L’évaluation de la «marée rose» par la pseudo-gauche: une recette pour d’autres trahisons
Par Eric London
19 mai 2017
La période de domination des gouvernements nationalistes-populistes d’Amérique latine connue sous le nom de «marée rose» a pris fin.
La montée des partis traditionnels de droite lors des élections argentines de 2015 et la mise en accusation de l’ex-présidente du Brésil Dilma Rousseff en 2016 marquent un tournant historique ayant de profondes implications géopolitiques. Près de 20 ans après l’élection de Hugo Chavez qui a inauguré le tournant supposé vers la gauche en Amérique latine en 1998, la région reste toujours aux prises avec les pires inégalités de la planète. Le destin politique de la marée rose est symbolisé avec la situation qui prévaut au Venezuela, où Nicolas Maduro, quasi retranché, tente de prolonger la domination chavista par une répression dirigée à la fois contre une révolte de la droite et les émeutes de la faim des travailleurs et des jeunes mal nourris et appauvris.
Pour toute une gamme de publications et de groupes politiques du monde entier qui se proclament socialistes – et dont beaucoup étaient au départ de fervents partisans des gouvernements de la marée rose – la fin de cette période est l’occasion d’une réflexion.
Un livre en particulier a récemment suscité de nombreux éloges de cette couche : The Last Day of Oppression and the First Day of the Same: The Politics and Economics of the New Latin American Left de Jeffrey R. Webber (un titre qu’on pourrait traduire par «Le dernier jour de l’oppression et le premier jour du pareil au même: politique et économie de la nouvelle gauche latino-américaine» – NDT).
Ce livre est un ramassis des pires tendances du radicalisme petit-bourgeois latino-américain. L’auteur propose la construction de mouvements politiques populaires au-dessus des classes, basés sur un utopisme romantique régionaliste et le rejet du matérialisme philosophique et du rôle révolutionnaire de la classe ouvrière.
Webber est un universitaire canadien qui enseigne à l’Université Queen Mary de Londres. Il contribue régulièrement à l’International Socialist Review de l’International Socialist Organization (ISO) et a reçu son éducation politique en tant que membre du New Socialist Group canadien.
Son nouveau livre est publié par Haymarket Press, maison d’édition de l’ISO, et a été présenté comme sujet d’une table ronde lors d’une conférence sur le matérialisme historique à New York le 22 avril. Un article écrit par Webber présentant le livre avant sa publication et intitulé «Assessing the Pink Tide» (Évaluation de la vague rose) a été publié dans Jacobin le 11 avril, puis republié par la revue International Viewpoint pabliste.

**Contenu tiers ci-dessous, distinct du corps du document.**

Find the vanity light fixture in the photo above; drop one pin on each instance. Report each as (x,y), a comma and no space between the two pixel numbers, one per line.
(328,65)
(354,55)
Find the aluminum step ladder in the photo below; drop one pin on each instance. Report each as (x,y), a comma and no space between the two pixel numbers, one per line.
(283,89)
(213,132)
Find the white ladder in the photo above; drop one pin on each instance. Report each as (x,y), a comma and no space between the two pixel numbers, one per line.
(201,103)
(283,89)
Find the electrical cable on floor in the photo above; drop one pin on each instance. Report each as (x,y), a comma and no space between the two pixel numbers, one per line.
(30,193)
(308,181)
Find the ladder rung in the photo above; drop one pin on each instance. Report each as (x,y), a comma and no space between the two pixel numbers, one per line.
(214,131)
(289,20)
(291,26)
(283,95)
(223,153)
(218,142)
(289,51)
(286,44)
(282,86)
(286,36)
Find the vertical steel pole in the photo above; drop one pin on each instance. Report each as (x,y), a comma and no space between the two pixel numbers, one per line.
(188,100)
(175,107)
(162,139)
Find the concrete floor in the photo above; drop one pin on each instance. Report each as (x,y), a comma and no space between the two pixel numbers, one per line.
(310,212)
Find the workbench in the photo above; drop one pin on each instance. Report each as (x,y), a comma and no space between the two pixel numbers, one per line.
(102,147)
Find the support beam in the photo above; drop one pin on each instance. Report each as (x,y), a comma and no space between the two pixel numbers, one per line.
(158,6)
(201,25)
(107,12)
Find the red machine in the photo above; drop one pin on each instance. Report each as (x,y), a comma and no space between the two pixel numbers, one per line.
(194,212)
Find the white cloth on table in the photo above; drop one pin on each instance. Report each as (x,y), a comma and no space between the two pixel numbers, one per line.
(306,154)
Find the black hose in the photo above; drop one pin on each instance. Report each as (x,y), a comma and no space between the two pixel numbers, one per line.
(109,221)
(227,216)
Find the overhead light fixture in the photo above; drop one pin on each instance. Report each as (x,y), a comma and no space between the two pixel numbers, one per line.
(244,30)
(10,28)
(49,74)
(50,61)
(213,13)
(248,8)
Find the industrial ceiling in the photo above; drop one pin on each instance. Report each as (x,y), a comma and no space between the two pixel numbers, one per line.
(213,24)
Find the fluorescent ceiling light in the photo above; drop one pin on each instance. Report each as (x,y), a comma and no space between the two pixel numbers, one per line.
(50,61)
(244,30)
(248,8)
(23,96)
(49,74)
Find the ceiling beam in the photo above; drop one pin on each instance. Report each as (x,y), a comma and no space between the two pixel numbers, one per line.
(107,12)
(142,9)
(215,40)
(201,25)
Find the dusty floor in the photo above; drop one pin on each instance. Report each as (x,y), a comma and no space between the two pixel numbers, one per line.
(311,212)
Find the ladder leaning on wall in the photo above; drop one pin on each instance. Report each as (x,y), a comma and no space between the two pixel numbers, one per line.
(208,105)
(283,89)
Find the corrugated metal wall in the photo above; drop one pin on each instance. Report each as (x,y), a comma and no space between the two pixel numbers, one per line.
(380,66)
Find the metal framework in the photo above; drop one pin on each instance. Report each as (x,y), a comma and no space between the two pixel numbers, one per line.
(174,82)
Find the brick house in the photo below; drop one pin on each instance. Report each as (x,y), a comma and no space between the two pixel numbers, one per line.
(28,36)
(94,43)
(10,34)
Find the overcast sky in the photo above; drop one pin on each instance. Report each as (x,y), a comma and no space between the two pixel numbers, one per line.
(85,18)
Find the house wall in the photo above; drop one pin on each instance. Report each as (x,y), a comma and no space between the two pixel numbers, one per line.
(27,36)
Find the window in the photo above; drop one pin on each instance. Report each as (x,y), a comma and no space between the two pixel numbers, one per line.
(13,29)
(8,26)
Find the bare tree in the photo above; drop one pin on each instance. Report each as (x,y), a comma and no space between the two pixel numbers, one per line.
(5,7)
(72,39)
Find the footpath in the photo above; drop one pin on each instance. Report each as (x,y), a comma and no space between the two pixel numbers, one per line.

Récemment, Webber a donné des conférences aux universités de Berkeley, Johns Hopkins et Harvard, et son livre a reçu les éloges de nombreux universitaires.
Le livre doit être examiné en tant que manuel de tout ce que le socialisme n’est pas.
Populisme contre socialisme
Le livre de Webber a reçu un accueil chaleureux du milieu universitaire et de la «gauche» de la classe moyenne supérieure parce qu’il adopte sa perspective antisocialiste, en avançant une méthode d’analyse qui rejette la division de la société en classes telles que définies scientifiquement par leur relation avec les moyens de production.
Bien que Webber se définisse comme un marxiste, il adopte des catégories d’analyse sociale qui n’ont rien à voir avec le marxisme. Il y a «au moins trois forces sociales», dit-il. Celles-ci comprennent «les classes populaires rurales et urbaines et autres groupes opprimés», qui sont progressistes, les «classes dirigeantes nationales» et enfin «l’impérialisme».
Les «classes populaires» ne sont pas déterminées par le fait que leurs membres sont forcés de vendre leur force de travail pour survivre, mais par leur genre, leur race et leur sexualité, que Webber appelle des «types d’oppressions sociales». Bien que la classe sociale soit un facteur dans la détermination du degré d’oppression, des membres des classes moyennes et supérieures peuvent rejoindre les rangs de la force sociale «populaire» progressiste selon la couleur de leur peau, leur préférence sexuelle ou leur genre.
Webber rejette le rôle prédominant de la classe économique dans la détermination de l’appartenance aux «classes populaires». Il écrit que les diverses formes d’identité personnelle «ne sont pas de simples épiphénomènes [c’est-à-dire des sous-produits] de la structure de classe, pas plus qu’elles ne peuvent être réduites à l’exploitation de classe».
Il attaque explicitement ceux qui prétendent que la classe sociale est la principale ligne de démarcation de la société, citant David McNally, professeur de l’Université York et contributeur au Jacobin :
«Trop souvent, les critiques marxistes du particularisme au cœur des politiques identitaires ont modelé leurs notions d’unité de la classe ouvrière sur la forme d’unification qui caractérise le capital. En conséquence, ils offrent un concept de classe abstrait indifférent aux diverses formes d’expérience dans la société capitaliste – et dont l'acquisition expérientielle est minimale.»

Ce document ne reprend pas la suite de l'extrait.